There are three things November is famous for in Britain - Guy Fawkes fireworks, men growing moustaches for charity and everyone crying at TV advertisements. For this is the month when the Christmas klaxon is well and truly sounded as retail giants like John Lewis, Sainsbury's and Tesco release their heart-warming mini-films designed to inspire a seasonal spending spree.
Why, though, must such a key moment in the retail calendar be confined to the sofa? It's one thing entertaining people at home with a wonderful two-minute film, quite another to entice them into shops to stock up on Christmas gifts and order the turkey.
In America, they do things a little differently. Over there, a special day is set aside for retailers and consumers to bond in a veritable feast of shopping. The Friday that follows the fourth Thursday in November is known as Black Friday - the moment when Christmas shopping and the early sales begin in earnest both in-store and online. So seriously is the day taken that it's even an official state holiday in half of the country with some stores opening at 4am to cater for the hungriest of bargain-hunters.
And what a day it is. Last year on the Black Friday weekend - November 29-31 - an estimated 249million shoppers spent almost $62billion - that's an average spend of more than $400 each.
It's their equivalent of a hedonistic British Bank Holiday weekend - except with its own domain name, .blackfriday, utilised by many companies who offer even bigger discounts to the vast market on the web, a consumer audience that is growing exponentially. It's the day before is Thanksgiving, so in all likelihood the family are already together for what becomes a long weekend of shopping and bargain-hunting. Which is why it's called 'Black' Friday - after a post-summer lull, retailers are finally given the chance to get their books firmly back in the black rather than fall into the red. And they do all they can to keep the customer satisfied - many stores, such as Walmart, JC Penney, Sears and Staples, lay on supervised child-friendly play areas so parents can throw themselves into the shopping frenzy and some malls even stage fashion shows and live cooking demonstrations to keep the weary happy.

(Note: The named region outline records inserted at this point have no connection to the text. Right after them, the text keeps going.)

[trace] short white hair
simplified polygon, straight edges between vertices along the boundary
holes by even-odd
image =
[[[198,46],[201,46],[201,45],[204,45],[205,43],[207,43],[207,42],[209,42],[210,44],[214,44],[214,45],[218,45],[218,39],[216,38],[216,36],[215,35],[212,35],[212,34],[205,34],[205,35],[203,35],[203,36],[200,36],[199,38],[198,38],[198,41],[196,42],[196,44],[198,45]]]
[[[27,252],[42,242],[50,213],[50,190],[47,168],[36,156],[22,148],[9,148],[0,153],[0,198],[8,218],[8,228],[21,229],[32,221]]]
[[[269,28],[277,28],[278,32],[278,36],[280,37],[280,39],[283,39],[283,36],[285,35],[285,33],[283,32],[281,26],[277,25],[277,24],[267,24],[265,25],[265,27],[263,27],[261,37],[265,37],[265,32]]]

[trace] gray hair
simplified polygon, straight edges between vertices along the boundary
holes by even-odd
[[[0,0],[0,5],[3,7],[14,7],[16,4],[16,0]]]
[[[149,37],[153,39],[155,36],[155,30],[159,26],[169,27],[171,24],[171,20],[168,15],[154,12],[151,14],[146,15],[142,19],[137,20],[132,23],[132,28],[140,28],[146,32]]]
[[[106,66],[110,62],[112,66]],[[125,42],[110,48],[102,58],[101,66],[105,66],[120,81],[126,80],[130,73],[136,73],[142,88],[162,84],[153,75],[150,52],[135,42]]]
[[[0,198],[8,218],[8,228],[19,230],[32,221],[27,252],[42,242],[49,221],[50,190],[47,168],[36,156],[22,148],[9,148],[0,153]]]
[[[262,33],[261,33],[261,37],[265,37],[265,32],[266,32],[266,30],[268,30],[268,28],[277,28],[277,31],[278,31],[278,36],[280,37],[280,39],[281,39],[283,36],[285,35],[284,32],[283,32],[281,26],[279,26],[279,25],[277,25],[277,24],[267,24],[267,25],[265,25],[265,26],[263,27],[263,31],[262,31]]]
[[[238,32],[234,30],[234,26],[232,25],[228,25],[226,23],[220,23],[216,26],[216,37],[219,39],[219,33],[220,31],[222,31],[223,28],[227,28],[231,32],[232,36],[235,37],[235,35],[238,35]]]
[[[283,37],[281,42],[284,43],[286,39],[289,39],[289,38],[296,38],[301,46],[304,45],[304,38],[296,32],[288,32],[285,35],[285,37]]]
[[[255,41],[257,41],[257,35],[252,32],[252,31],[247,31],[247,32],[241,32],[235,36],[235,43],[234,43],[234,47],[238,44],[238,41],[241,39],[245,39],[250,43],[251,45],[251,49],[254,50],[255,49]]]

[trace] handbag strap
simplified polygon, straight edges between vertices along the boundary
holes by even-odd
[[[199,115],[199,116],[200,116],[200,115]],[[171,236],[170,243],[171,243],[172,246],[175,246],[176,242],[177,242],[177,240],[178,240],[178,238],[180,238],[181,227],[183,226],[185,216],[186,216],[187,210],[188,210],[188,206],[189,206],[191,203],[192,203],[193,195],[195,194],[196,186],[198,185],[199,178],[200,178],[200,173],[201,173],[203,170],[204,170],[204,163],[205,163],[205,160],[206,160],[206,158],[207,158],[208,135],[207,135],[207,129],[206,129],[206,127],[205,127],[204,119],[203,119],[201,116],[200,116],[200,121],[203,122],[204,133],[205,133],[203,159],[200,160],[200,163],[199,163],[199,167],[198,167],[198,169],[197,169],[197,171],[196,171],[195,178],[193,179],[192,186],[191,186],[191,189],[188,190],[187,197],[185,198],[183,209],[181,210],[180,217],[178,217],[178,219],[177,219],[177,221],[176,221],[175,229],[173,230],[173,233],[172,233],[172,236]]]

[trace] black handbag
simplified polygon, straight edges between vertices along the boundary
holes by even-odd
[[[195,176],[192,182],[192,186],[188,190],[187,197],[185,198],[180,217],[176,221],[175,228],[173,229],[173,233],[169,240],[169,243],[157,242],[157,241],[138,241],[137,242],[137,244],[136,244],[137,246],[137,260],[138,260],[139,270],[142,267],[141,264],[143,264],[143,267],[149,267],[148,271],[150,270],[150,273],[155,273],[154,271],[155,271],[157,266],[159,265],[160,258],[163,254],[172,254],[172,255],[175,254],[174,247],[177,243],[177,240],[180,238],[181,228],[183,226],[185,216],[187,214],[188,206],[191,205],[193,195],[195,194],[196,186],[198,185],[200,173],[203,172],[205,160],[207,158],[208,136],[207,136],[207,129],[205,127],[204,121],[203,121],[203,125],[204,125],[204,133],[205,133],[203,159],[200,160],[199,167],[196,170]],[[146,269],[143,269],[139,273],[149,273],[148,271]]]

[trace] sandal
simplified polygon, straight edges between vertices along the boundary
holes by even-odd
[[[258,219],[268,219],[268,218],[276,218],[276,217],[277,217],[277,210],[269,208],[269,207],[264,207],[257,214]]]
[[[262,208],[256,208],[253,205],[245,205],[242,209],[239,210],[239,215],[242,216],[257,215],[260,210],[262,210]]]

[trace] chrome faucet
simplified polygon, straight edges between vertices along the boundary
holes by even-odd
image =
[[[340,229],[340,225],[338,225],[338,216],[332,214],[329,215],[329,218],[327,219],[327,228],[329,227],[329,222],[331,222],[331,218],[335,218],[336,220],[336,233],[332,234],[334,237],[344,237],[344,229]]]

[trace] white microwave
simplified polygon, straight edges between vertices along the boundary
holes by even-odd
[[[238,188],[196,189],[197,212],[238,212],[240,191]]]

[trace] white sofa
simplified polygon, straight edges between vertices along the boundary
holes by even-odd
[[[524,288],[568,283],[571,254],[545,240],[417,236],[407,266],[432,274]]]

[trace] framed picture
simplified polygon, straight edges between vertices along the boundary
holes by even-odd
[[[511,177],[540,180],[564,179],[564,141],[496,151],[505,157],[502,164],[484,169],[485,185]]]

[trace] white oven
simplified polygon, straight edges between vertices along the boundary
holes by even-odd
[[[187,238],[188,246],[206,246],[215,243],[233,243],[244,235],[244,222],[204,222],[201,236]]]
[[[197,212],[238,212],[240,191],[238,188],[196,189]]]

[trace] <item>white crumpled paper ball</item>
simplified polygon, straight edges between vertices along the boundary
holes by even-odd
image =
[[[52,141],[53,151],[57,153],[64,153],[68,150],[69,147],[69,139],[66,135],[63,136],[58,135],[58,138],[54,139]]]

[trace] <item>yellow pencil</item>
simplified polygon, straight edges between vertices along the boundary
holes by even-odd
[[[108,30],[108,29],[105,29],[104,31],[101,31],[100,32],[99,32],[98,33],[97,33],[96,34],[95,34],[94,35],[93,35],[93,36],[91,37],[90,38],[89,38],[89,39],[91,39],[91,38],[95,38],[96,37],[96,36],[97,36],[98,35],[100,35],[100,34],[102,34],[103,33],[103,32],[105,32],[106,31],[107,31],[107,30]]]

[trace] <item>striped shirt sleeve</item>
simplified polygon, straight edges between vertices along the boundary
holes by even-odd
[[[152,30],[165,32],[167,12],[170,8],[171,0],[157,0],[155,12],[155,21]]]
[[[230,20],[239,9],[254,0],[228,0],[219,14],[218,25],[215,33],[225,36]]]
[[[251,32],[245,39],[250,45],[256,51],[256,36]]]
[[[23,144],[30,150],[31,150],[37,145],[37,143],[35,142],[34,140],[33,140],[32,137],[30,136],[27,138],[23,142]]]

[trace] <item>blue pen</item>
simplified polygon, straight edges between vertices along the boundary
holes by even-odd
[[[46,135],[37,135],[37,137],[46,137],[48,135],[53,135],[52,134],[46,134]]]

The closest equivalent in Britain would be the Boxing Day sales, an equally indulgent moment but which has one serious drawback. By then, you've already spent most of your money on presents for everyone else - which leaves whatever is left for you. How much better would it be if the official shopping season began before you splashed out on family and friends? That instead of going all misty-eyed over a few TV commercials that heralded the start of Christmas, you marched wide-eyed onto the High Street hunting down bargains a month before Santa arrives.
Some American institutions don't always survive the long journey across the Atlantic - baseball and burnt bacon, for instance. However, Amazon, Apple and Asda have already tried to get the ball rolling in the UK but, despite a reported £200m being spent at the tills and online on Black Friday's November 29 last year, the momentousness of the event is yet to catch on over here. Things may be changing though. Along with those retailers mentioned above, Argos, Currys, PC World and John Lewis are among the High Street giants getting in on the act this year - which falls on November 28 - and it seems to be working. eDigitalResearch found that 72% of UK consumers have heard of the term "Black Friday".
In this interconnected consumerist world where retail business models are being constantly rewritten to cope with the speed of technological change, perhaps there's a space in the real - and not just the virtual world - for a day of bargain-hunting before Christmas instead of after it. Why should a more reticent Europe look on in envy - and, yes, occasional shock as hordes stream through the doors at dawn - as their favourite brands slash prices in America?
Who knows? Perhaps Black Friday could become as essential to the start of Christmas as Slade, two-for-one mince pies and the John Lewis ad.